In due course, all those happier customers chose Southwest over the more established players. Advantage Southwest! Siegel+Gale has calculated that consumers are often willing to pay a

Frequently Asked Questions

What is Why Simple Wins about?
Why Simple Wins argues that organizational complexity is self-inflicted — built up through unnecessary meetings, redundant processes, and anxiety-driven busywork. The book equips leaders and teams with concrete tools to eliminate complexity and reclaim capacity for meaningful work. It emphasizes that simplification requires deliberate subtraction: killing pointless rules, auditing time spent, and removing processes that don't add value. The core message is that the path back to work that matters starts with recognizing how organizations manufacture complexity through fear and miscommunication, then systematically removing it.
What is the calendar audit method in Why Simple Wins?
Audit one week of your calendar and classify every hour into two categories: work you were hired to do versus coordination, status updates, and administration. This simple exercise reveals how much time is consumed by non-core activities. As the book emphasizes, "the number will likely disturb you — and that's the starting point." The audit forces quantification of what most leaders have never measured. Once you see actual time allocation, you can justify meaningful change. This diagnostic step is critical because you cannot manage what you don't measure, and the awareness it creates precedes successful intervention.
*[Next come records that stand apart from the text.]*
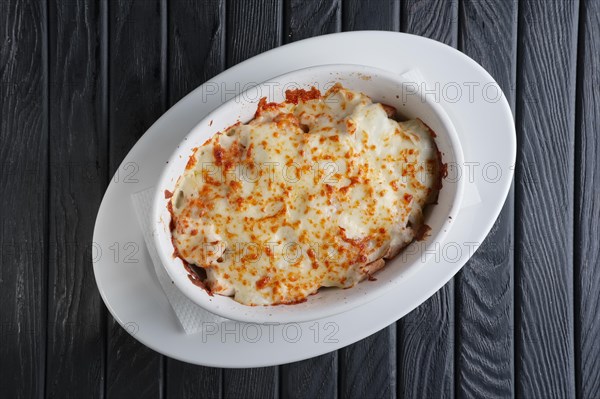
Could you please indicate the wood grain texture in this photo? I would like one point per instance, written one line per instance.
(485, 286)
(426, 335)
(78, 165)
(307, 19)
(257, 383)
(196, 44)
(367, 369)
(196, 52)
(587, 204)
(23, 195)
(312, 378)
(317, 377)
(252, 27)
(544, 360)
(371, 15)
(261, 17)
(185, 380)
(136, 99)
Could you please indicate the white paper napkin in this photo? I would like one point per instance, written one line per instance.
(191, 316)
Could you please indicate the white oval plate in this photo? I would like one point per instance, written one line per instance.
(381, 86)
(131, 291)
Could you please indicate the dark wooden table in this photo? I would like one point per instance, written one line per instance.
(82, 80)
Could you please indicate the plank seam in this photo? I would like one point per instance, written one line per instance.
(104, 73)
(576, 198)
(46, 278)
(517, 205)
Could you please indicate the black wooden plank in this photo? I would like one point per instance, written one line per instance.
(305, 19)
(78, 175)
(587, 204)
(316, 377)
(196, 52)
(485, 286)
(262, 18)
(426, 335)
(367, 369)
(544, 342)
(252, 27)
(371, 15)
(24, 197)
(312, 378)
(136, 100)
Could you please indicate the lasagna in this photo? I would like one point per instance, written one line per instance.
(316, 191)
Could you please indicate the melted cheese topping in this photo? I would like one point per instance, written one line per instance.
(313, 192)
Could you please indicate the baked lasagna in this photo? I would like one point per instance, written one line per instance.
(316, 191)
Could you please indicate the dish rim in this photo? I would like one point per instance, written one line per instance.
(248, 314)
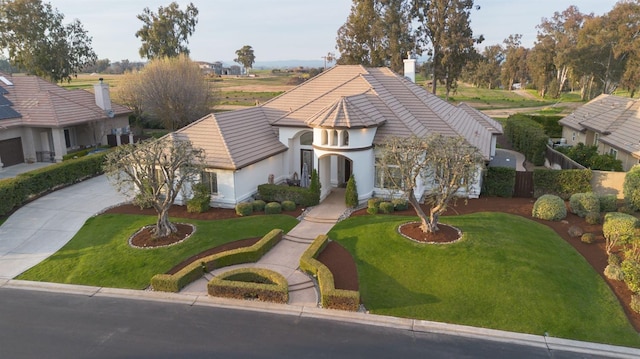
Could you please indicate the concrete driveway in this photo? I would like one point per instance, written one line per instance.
(39, 229)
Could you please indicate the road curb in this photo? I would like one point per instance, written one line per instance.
(413, 325)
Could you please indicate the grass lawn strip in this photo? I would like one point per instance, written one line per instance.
(506, 273)
(99, 254)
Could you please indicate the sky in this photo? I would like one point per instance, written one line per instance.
(279, 30)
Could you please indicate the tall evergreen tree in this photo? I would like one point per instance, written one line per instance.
(445, 29)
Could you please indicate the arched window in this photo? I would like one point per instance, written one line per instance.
(306, 139)
(345, 138)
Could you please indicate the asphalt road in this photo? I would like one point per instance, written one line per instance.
(53, 325)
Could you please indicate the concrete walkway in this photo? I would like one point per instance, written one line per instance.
(42, 227)
(284, 258)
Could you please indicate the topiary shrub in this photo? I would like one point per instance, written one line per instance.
(273, 208)
(614, 272)
(608, 203)
(258, 205)
(592, 218)
(351, 193)
(618, 228)
(634, 304)
(614, 259)
(550, 208)
(583, 203)
(631, 188)
(588, 238)
(400, 204)
(631, 270)
(288, 206)
(575, 231)
(386, 207)
(244, 209)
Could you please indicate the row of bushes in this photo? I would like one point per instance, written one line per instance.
(248, 208)
(330, 297)
(18, 190)
(175, 282)
(527, 137)
(378, 205)
(250, 283)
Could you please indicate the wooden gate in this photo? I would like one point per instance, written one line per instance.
(524, 185)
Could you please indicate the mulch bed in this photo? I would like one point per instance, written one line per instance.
(344, 270)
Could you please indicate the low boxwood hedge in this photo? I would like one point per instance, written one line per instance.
(195, 270)
(250, 283)
(16, 191)
(330, 297)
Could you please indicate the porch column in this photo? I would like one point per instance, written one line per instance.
(59, 145)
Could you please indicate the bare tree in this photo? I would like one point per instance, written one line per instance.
(172, 90)
(450, 163)
(153, 172)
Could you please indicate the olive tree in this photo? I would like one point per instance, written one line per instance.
(153, 172)
(449, 164)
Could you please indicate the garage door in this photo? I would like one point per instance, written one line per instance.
(11, 151)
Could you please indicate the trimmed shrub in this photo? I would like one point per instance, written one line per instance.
(400, 204)
(614, 272)
(631, 270)
(330, 297)
(561, 183)
(592, 218)
(288, 206)
(588, 238)
(273, 208)
(244, 209)
(550, 208)
(618, 228)
(614, 259)
(351, 193)
(634, 304)
(280, 193)
(499, 181)
(258, 205)
(631, 188)
(250, 283)
(195, 270)
(575, 231)
(583, 203)
(608, 203)
(386, 207)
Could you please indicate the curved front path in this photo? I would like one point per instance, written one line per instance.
(42, 227)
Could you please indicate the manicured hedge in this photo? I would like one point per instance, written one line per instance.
(330, 297)
(15, 192)
(250, 283)
(195, 270)
(528, 137)
(279, 193)
(499, 182)
(562, 183)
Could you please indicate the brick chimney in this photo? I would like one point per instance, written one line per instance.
(410, 67)
(103, 100)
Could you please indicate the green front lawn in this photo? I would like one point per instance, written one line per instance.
(507, 273)
(100, 255)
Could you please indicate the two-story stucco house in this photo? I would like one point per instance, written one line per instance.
(331, 123)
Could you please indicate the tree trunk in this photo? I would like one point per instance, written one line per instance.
(163, 226)
(424, 220)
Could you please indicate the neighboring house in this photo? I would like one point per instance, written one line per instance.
(610, 122)
(331, 123)
(41, 121)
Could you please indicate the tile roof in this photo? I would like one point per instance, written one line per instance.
(346, 96)
(615, 118)
(43, 104)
What tools does Why Simple Wins provide to eliminate workplace complexity?
Why Simple Wins offers several concrete techniques to systematize simplification. Apply a two-question meeting test: Could this be an email, and does every person actually need to be there? Run Kill a Stupid Rule sessions where teams identify processes slowing them down in 15 minutes. Plot time-consuming tasks on a complexity-versus-value matrix to identify high-complexity/low-value work for immediate elimination. Use the MURA test to verify that any process is Minimal, Understandable, Repeatable, and Accessible. These four tools transform simplification from abstract aspiration into measurable action.
How does fear drive organizational complexity according to Why Simple Wins?
Lisa Bodell identifies fear and anxiety as hidden drivers of organizational complexity, not process failures alone. She describes 'the fear signature' in behaviors like adding meetings to keep people informed, expanding presentations to 40 pages, and creating unsolicited reports. Bodell explains: "These aren't signs of diligence — they're complexity being manufactured by anxiety." She stresses that before launching any simplification effort, leaders must explicitly name what freed-up capacity will be redirected toward. Without this clarity, people assume simplification means job cuts. Recognizing fear as the root cause shifts focus from processes to psychology.